大学を卒業して四十二年という長い時間が過ぎて、ほぼ誰もが現役を引退して、来し方、行く末に思いを馳せる年齢となった。概ね、誰もが六十四、五歳である。誰言うともなく
「同窓会をやりましょう」
と言うことになった。
同じ専攻学科に在籍した同窓生は僅か二十名である。しかし、誰もが同窓会を待ちわびていたのであろうか、半数以上の十三人が母校のある懐かしい神戸に集まって来た。担当の教授は五名だったが、既に他界されていた。
私は幹事だったので、その日になると、少し早めに東京の自宅を出て、新幹線で神戸に向かった。途中、静岡在住のK君と名古屋駅で、合流する手筈になっていた。
名古屋駅に列車は到着したけれども、K君はなかなか現れなかった。列車が動き始めてから、ようやくK君らしき男が通路を歩いてやって来た。四十二年前の記憶を辿れば、やや細身になっているが、何かしらK君らしき風情を漂わせている。
「K君ですか」
私が訊くと、その男は頷いてにっこり笑った。四十二年ぶりの再会であった。
同窓会は神戸港がよく見える「ハ−バ−スカイ」という17階にあるレストランで十二時半の開始であったが、十二時を過ぎるとぼつぼつ皆が集まり始めた。

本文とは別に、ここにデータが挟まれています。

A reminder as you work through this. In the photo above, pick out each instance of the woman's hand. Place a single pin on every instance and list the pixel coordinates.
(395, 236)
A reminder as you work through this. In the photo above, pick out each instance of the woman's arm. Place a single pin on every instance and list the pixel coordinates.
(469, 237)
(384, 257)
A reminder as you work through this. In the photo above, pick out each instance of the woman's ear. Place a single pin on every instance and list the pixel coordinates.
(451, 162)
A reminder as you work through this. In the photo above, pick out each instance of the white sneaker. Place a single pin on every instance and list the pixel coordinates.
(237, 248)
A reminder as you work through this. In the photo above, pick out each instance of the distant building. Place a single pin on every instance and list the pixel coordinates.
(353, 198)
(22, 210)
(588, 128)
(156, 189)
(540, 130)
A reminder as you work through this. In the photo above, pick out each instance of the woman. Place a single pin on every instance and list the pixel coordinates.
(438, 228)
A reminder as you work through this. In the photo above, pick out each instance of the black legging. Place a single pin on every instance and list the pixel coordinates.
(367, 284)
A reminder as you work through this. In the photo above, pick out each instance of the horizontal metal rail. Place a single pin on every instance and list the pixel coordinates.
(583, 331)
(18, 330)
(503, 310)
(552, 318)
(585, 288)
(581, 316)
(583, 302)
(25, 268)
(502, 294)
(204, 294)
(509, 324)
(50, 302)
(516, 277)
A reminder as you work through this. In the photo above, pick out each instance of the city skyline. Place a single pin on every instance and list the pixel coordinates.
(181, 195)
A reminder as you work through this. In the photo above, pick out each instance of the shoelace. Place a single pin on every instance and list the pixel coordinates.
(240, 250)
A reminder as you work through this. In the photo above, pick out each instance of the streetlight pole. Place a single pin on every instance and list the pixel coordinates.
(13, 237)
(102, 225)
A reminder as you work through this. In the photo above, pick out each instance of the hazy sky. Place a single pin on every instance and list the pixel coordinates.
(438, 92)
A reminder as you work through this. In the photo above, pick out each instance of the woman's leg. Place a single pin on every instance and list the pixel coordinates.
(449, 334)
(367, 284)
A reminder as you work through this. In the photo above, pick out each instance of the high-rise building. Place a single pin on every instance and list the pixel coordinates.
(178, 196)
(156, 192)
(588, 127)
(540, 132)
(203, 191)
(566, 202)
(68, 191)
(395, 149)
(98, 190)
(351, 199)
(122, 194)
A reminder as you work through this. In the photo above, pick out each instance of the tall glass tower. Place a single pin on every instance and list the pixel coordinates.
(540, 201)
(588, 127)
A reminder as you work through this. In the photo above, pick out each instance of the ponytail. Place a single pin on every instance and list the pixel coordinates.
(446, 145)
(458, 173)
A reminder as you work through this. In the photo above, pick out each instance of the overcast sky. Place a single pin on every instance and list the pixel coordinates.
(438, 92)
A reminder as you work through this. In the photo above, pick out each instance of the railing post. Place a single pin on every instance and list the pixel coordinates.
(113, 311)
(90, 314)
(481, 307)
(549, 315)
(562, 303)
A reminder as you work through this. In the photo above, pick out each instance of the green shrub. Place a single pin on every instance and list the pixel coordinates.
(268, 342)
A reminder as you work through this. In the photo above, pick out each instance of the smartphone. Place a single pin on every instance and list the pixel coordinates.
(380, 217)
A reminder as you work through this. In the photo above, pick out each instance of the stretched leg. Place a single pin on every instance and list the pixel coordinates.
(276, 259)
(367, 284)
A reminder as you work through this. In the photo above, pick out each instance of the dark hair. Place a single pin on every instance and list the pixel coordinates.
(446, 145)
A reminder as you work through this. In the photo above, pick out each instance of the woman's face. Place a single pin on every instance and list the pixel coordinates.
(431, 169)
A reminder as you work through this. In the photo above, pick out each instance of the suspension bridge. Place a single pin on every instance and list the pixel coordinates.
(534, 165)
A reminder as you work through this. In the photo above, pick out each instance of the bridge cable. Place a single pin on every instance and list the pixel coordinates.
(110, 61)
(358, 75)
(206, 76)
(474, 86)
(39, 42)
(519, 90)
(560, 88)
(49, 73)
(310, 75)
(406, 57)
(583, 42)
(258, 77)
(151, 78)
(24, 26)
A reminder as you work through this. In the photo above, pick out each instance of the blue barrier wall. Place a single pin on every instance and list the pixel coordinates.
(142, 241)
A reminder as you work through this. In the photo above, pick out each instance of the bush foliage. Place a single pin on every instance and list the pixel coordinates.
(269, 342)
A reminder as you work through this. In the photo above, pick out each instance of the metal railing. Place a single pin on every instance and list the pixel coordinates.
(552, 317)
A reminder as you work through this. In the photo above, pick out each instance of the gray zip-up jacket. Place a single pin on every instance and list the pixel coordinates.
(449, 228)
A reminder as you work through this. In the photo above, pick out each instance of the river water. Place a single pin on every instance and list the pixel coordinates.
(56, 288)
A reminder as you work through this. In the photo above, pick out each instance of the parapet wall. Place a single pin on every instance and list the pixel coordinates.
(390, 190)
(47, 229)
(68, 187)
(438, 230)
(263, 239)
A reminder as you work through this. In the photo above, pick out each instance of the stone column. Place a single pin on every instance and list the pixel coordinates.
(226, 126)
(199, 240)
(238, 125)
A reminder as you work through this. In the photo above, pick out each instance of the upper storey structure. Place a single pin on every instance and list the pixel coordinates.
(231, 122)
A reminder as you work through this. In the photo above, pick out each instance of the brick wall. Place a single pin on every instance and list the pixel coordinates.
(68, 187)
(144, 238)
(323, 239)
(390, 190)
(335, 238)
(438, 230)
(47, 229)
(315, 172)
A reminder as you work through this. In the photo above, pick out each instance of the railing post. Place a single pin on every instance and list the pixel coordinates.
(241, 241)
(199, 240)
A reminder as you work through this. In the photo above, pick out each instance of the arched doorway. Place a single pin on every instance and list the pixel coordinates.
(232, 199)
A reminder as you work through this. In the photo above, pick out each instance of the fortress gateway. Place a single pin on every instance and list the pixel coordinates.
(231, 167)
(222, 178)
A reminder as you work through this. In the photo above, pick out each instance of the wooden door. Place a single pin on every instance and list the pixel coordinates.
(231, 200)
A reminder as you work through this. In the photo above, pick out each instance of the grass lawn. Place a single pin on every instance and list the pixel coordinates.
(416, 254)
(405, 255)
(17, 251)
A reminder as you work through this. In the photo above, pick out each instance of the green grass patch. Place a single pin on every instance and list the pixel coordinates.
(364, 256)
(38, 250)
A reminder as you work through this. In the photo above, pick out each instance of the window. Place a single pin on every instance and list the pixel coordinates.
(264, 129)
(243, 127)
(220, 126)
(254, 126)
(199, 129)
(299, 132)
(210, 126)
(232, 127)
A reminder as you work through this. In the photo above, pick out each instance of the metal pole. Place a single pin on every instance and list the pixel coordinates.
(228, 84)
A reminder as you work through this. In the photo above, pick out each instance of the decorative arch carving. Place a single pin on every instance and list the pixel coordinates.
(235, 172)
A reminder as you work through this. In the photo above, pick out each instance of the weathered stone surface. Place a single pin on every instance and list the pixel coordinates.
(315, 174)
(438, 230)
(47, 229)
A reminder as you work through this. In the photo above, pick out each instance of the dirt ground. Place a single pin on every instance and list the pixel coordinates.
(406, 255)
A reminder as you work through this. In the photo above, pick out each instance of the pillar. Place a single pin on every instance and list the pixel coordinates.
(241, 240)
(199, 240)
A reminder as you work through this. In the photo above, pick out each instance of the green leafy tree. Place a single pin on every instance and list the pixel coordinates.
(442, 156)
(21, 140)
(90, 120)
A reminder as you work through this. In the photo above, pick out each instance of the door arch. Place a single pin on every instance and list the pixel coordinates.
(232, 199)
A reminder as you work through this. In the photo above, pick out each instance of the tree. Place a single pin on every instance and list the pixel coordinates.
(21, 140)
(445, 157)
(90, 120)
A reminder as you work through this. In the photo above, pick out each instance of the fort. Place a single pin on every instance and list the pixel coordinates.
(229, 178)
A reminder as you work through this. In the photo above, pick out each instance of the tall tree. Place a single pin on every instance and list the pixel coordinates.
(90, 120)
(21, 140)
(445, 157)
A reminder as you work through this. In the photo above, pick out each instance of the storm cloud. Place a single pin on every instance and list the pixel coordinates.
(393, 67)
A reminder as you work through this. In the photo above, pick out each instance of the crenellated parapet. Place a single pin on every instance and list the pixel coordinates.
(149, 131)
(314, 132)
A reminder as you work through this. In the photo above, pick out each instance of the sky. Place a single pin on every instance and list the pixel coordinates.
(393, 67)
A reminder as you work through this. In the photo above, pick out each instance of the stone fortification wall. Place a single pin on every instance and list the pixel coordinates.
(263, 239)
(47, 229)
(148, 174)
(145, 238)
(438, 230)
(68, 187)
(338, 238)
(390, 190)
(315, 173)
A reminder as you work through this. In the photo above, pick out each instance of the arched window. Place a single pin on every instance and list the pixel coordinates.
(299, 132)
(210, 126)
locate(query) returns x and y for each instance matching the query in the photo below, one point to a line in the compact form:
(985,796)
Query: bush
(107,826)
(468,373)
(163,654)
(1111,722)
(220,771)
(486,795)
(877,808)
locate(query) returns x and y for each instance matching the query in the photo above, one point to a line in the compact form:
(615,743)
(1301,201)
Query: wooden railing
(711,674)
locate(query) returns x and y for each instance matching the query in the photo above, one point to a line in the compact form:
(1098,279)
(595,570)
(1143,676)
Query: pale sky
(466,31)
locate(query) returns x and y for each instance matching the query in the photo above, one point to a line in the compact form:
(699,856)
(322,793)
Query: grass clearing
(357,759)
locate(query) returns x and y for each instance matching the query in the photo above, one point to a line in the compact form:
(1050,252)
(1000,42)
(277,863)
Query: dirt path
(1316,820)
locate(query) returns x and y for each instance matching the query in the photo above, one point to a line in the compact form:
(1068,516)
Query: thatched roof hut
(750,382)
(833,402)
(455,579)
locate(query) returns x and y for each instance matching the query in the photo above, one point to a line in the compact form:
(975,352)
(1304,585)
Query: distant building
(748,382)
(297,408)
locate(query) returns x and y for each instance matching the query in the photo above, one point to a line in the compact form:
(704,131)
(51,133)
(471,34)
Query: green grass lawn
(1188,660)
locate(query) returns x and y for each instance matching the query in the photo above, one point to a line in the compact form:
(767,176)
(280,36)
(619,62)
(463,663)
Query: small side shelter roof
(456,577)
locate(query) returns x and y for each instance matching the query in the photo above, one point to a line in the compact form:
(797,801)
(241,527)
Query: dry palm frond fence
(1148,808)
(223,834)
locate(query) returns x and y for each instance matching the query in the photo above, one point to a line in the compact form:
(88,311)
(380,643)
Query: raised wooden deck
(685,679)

四十二年ぶりに見る面々は最初、見分けがつかない。しかし話し振り、表情など眺めていると、結局、昔の面影が蘇って来た。むしろ、二十二、三歳の頃と何も変わっていないと言う印象の方が段々強くなって来た。結局、この人生をどれだけ長く、それぞれに異なる環境で生きたとしても、人間は生まれた時から持っている根本のところはなかなか変わらないものの様だった。一生涯きっちりと業の様な、何か根深いものを引きずって人間は生きている。
同窓会では私が忘れてしまっていた事でも、皆が覚えていて思い出させてくれる。私の場合は、「卒業論文ギリギリ間に合った事件」がある。私が依頼していたタイプ屋の遅れで、大学が設定していた卒業論文の提出期限日の〆切時間が来たにも拘らず私だけは未提出になっていたのだ。これは私自身が甘かったのだが、依頼していたタイプ印刷所の仕上がりが遅れていたことも原因のひとつだ。大学の事務局員がドアを閉めようとするのを、友人たちが強引に阻止をして、私を待っていてくれたのだ。ギリギリ私が駆け込んで、メデタク卒業出来た事件である。私はすっかり忘れていたが、今思い出しても冷汗が出てくる。
仮に卒論提出が〆切に間に合っていなかった場合、私はもう一年、大学に留年することになり、人生は今と随分に異なったものとなっていたであろう。案外、もっと真っ当な人生を送っていたかも知れない。友人たちの行動は私の人生を大きく変えたのだ。